The Ancient Timbuktu Manuscripts: Astronomy, Eclipse

July 11, 2012 (TSR) – The city of Timbuktu in northern Mali is not only home to historic mosques and sacred tombs, but also an enormous collection of old manuscripts that illustrate the rich intellectual history of the region. All of this is now under threat from a wave of barbarism by salafists who have seized control of northern Mali.

European historians long claimed that Africa had no written history or intellectual tradition and that the first light of civilisation arrived there with the European colonisation. But if there is one city in Africa that dispels this myth, it is Timbuktu.

The Ancient Timbuktu Manuscripts

Centre of intellectual life

This city on the northernmost part of the river Niger, at the edge of the Sahara, was a thriving centre of commerce from the 13th century. There, Arabs from the north traded with various African tribes in gold, salt and other commodities.
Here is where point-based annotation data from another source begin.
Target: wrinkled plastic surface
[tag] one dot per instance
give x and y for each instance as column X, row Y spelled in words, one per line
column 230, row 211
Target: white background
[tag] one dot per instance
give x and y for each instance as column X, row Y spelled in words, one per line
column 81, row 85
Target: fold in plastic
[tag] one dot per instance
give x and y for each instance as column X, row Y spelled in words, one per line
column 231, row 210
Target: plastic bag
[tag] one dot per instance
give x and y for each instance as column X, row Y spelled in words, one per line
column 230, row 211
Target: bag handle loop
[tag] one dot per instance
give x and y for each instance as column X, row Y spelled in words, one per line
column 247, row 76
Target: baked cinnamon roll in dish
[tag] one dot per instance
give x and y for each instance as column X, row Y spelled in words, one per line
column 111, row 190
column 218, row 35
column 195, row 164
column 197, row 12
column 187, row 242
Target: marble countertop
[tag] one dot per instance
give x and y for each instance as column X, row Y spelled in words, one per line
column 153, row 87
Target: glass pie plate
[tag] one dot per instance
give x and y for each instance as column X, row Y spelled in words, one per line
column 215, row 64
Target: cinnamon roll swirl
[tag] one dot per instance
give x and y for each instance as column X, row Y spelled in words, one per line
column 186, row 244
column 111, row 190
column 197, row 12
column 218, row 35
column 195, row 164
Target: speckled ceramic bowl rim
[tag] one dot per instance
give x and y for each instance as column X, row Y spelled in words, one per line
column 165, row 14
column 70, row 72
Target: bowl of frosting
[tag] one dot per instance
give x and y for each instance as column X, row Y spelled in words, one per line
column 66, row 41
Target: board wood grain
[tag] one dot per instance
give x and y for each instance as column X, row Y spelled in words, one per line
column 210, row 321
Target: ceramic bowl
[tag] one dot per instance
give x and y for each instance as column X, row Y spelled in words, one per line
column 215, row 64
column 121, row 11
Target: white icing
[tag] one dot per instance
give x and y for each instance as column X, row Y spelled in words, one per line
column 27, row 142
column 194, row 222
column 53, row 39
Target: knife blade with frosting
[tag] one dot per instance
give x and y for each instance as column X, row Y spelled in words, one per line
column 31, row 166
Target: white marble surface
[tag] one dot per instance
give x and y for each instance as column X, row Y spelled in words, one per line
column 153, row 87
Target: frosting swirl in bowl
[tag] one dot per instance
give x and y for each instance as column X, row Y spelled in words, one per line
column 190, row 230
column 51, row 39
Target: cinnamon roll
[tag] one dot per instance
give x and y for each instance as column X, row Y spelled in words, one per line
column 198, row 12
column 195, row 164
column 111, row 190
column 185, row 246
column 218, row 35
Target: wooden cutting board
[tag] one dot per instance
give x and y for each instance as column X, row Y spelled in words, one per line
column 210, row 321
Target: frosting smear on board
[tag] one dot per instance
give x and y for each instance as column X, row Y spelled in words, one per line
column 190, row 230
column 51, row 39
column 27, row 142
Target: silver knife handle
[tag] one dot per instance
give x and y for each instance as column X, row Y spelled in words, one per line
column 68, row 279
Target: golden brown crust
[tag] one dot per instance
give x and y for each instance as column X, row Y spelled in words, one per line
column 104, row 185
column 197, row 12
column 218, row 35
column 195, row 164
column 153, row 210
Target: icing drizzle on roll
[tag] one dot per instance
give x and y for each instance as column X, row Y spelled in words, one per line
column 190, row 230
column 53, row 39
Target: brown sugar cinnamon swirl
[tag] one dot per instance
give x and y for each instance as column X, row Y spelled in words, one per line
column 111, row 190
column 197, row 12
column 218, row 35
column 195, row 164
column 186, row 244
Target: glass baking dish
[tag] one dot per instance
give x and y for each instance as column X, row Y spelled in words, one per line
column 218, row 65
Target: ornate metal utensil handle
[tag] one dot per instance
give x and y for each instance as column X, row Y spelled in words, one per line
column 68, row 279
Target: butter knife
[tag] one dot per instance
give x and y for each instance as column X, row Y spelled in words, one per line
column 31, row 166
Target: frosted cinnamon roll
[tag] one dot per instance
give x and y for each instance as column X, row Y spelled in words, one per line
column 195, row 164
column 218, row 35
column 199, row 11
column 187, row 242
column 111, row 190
Europeans first arrived to the city in the 19th century, but Arabic scribes like the famous Moroccan explorer Ibn Battuta described the city with admiration some five hundred years earlier.

Timbuktu is best known for its historic mosques and mausoleums, where Sufi saints are entombed. But only recently did people realize that, aside from a centre of trade, the city was also a significant centre of intellectual life. In the late 1990s, an international research team found a number of private libraries where prominent families from Timbuktu kept tens of thousands of medieval manuscripts. Written in Arabic and in African languages, the manuscripts showed the world that 13th-century West African scholars were deeply engaged in the study of religious subjects but also logic, mathematics, astronomy, medicine and natural sciences.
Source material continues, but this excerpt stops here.